Еще раз подчеркнем, Блок — не из революционеров, торопящих будущее. Но он открыт для новизны. Об этом — и его стихотворная декларация «Художник», написанная в декабре 1913 года с афористической строкой «Прошлое страстно глядится в грядущее…» и вызывающе-простым финалом:


Песни вам нравятся. Я же, измученный,

Нового жду – и скучаю опять.


Тут и приходит новое. И в искусстве, и в любовном жизнетворчестве.


ЕЩЕ ОДНА ЛЮБОВЬ (1913 — 1916)


Небольшой текст. Тридцать семь строф, сто сорок восемь строк трехстопного анапеста.

Не большая и «настоящая» поэма, а так, «поэмка», как ее для себя поначалу именует автор. Тем не менее пишется она долго — с шестого января 1914 года до октября 1915-го. По ходу этой работы Блок откажется от повествования в третьем лице, перейдя с эпического «он» на лирическое «я». Лирик, как и было сказано.

Просят дать что-нибудь для рождественского выпуска газеты «Русское слово». Он предлагает только что законченную «небольшую поэму» «Соловьиный сад», запросив за нее 300 рублей. Печатают. Ни похвалы, ни хулы в прессе не появляется. А когда в 1918 году «Соловьиный сад» выйдет книжечкой в издательстве «Алконост», многие решат, что это написано Блоком уже после «Двенадцати». Оценят «певучую грацию мастерского стиха», отнесут к «истинной нетленной поэзии». Споров о содержании не возникнет. Уже в феврале 1919 года молодой поэт и журнальный работник П. Н. Зайцев, задумав «формальное» исследование поэмы (ритм, образы), обратится к Блоку с вопросом о дате ее написания. И у «Соловьиного сада» начнется образцовая академическая судьба хрестоматийного шедевра. Литературные источники, явные и потенциальные реминисценции, культурный контекст.

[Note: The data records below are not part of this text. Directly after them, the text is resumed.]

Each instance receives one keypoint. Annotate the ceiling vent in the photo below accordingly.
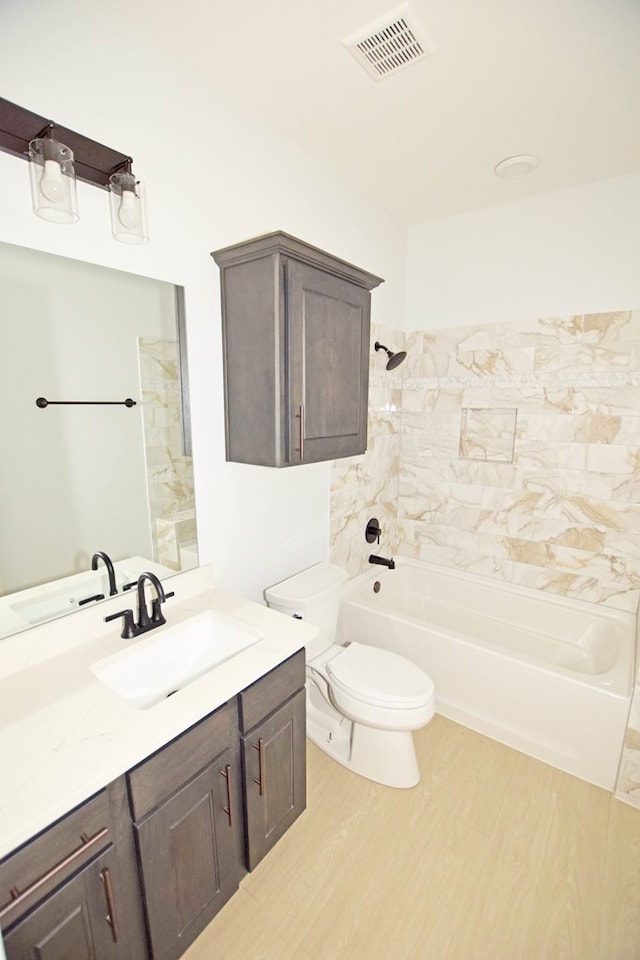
(390, 43)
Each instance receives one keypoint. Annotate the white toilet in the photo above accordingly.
(362, 702)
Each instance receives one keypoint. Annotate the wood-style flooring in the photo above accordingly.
(493, 856)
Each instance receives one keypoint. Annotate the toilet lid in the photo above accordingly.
(379, 677)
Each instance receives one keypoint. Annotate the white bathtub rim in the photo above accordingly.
(617, 681)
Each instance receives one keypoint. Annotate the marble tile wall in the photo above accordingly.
(562, 512)
(169, 471)
(550, 499)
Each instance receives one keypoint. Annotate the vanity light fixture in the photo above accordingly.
(53, 179)
(57, 156)
(128, 210)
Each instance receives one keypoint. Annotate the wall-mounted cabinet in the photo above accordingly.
(295, 324)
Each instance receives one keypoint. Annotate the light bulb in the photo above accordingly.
(129, 210)
(52, 182)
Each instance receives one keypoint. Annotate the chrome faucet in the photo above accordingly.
(382, 561)
(145, 622)
(106, 559)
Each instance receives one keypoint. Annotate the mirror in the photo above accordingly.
(84, 471)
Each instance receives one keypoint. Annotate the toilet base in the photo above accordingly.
(385, 756)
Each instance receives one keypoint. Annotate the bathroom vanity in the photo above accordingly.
(161, 818)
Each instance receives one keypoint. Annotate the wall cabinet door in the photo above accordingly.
(274, 765)
(328, 371)
(84, 920)
(296, 349)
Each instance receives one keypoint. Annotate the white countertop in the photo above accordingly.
(64, 734)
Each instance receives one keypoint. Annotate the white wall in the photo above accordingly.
(213, 178)
(573, 251)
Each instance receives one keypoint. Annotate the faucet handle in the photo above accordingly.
(373, 531)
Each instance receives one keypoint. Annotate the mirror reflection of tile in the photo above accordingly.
(487, 434)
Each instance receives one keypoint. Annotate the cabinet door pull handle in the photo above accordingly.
(260, 778)
(226, 773)
(17, 897)
(111, 918)
(300, 415)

В историческом фундаменте «Соловьиного сада» пристальными исследователями (Д. Е. Максимов, И. С. Приходько, А. М. Турков и др.) обнаружены следы «Одиссеи» Гомера (пребывание героя у Цирцеи), средневекового «Романа о Розе», «Освобожденного Иерусалима» Тассо (история Ринальдо и Армиды), музыкальной драмы Р. Вагнера «Парсифаль», стихотворений Фета, Бальмонта, Бунина, Брюсова, Сологуба, З. Гиппиус… Это еще не всё, культурно-археологические раскопки продолжаются.

Вроде как поздно и неуместно задаваться наивным вопросом: что хотел сказать автор своим произведением? Но рискнем. Тем более что поэма все-таки не превратилась в ретроспективный ребус, невнятный без заранее полученного шифра. Она свежа, динамична, открыта для новых прочтений и даже в какой-то степени на них напрашивается. Сюжет «Соловьиного сада» не дидактичен, а вопросителен, он от каждого нового читателя ждет самостоятельного ответа.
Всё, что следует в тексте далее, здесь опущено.